There is only one option to find out for sure - take the plunge and buy some ECC memory myself. I chose two Kingston KSM26ED8/32ME 32GB 2666MHz CL19 sticks for this experiment, to allow myself to upgrade to 128GB down the line if everything works as it should.

CL19 sounds bad if you compare to consumer memory, but in reality the difference it makes in real-world applications is generally small. Plus since it’s ECC you can attempt overclocking and timing tweaks with more confidence than you could with non-ECC memory, assuming error reporting works correctly.

Testing that ECC is reported correctly

Under Linux, testing that ECC is reported correctly is simple enough, simply grep dmesg for EDAC, and make sure DDR ECC is detected. edac-util -v allows you to see correction metrics. dmidecode -t memory will tell you all there is to know about your currently installed memory, including error correction type and Data/Total Width.

Under Windows, testing that ECC is being reported correctly is also very simple, you just need to run one or both of these WMI lookups:

C:\Users\dgurney>wmic memorychip get datawidth,totalwidth
DataWidth  TotalWidth
64         64
64         64
64         64
64         64

C:\Users\dgurney>wmic memphysical get memoryerrorcorrection
MemoryErrorCorrection
3

With non-ECC memory, the TotalWidth value matches DataWidth, and MemoryErrorCorrection is reported as 0x3 (none). With ECC, you want to see TotalWidth exceed DataWidth, and the MemoryErrorCorrection should be 0x6 (multi-bit ECC) in most cases.

The next question is simple: did my ECC memory get detected properly?

C:\Users\dgurney>wmic memorychip get datawidth,totalwidth
DataWidth  TotalWidth
64         72
64         72


C:\Users\dgurney>wmic memphysical get memoryerrorcorrection
MemoryErrorCorrection
6

YES! Everything reads exactly as it should. On to step two…

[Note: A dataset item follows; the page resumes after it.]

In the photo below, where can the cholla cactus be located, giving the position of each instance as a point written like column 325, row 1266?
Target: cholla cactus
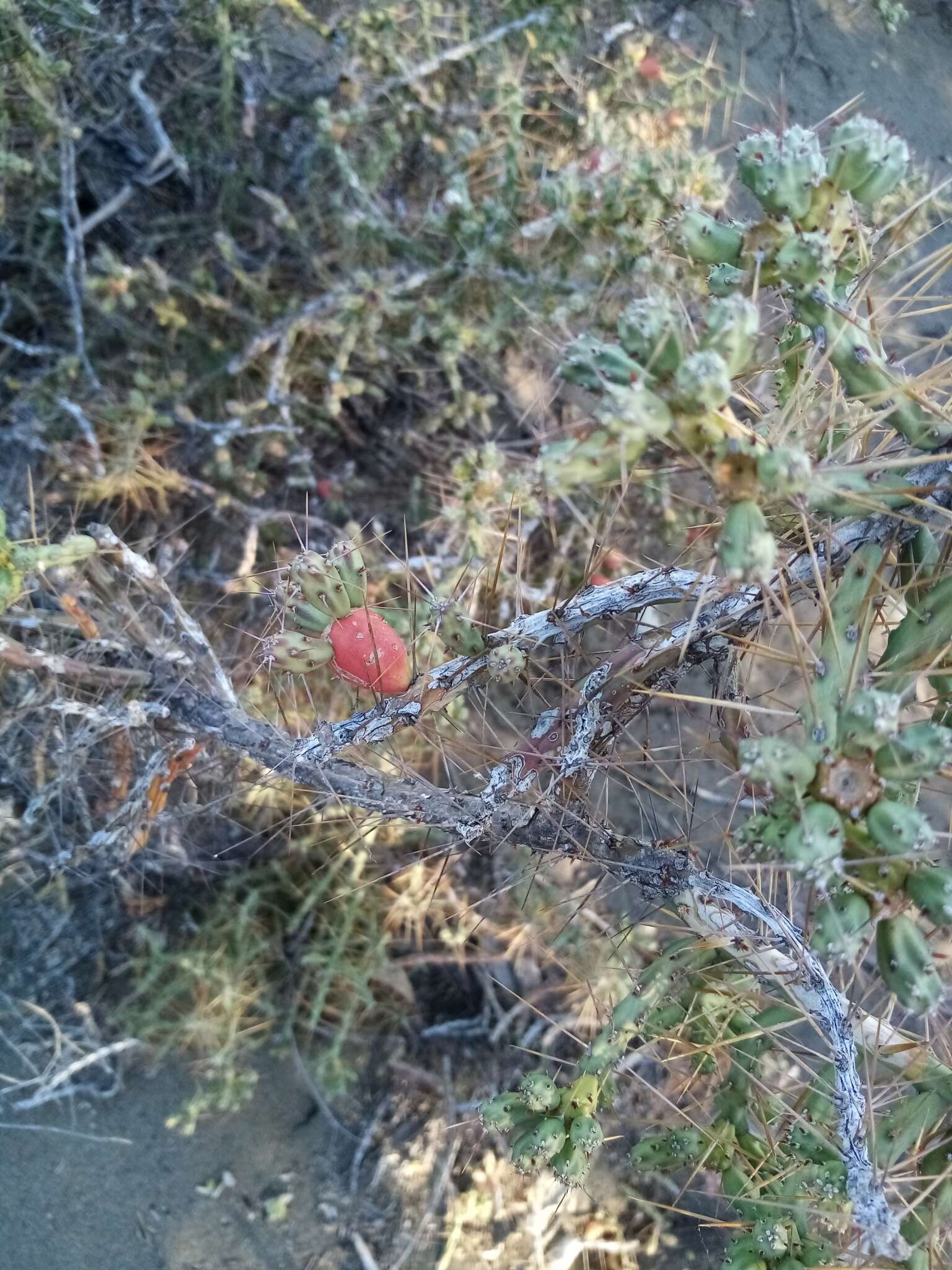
column 19, row 559
column 325, row 598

Testing that ECC is working

The tricky part, once you’ve made sure ECC is detected by the OS, is to actually verify it works. The easiest way on consumer hardware is to key in a very demanding overclock + timings, and then turning down voltage. In my case, I keyed in the following settings: 3600MHz (19-19-19-30) @ 1.25v.

Under Windows, look for WHEA-Logger corrected hardware error events in Event Viewer. Under Linux, look at dmesg output or edac-util -v for corrected errors. If you don’t see even a single corrected error no matter how unstable your settings are, ECC is either working silently or not at all.

For my testing I chose Prime95 in Large FFTs mode, since that stresses memory the most.

Drumroll please… is my ECC RAM actually fully working? WHEA events Opened corrected hardware error WHEA event YES! Plenty of corrected errors in the event log! Thank god for that, I hate returning things.

Conclusion

So, at least on Asus boards that mention ECC anywhere in the spec sheet, it should work fine even if the QVL has no validated parts. But ultimately, your best bet is to take advantage of return policies and just try it yourself, unless you have (or are going to buy) a known-good motherboard.

Bonus ramble: would I recommend it?

If the lack of RGB, premade XMP profiles, and pretty heatsinks doesn’t bother you, the additional peace of mind is well worth it. The risk of silent data corruption and the amount of inexplicable crashes is drastically lowered, and a failing stick is very obvious since you have error logging.

The amount of time in my life I’ve spent troubleshooting bizarre issues that ended up being bad or poorly configured memory would have netted me a fair amount of money if it was paid work!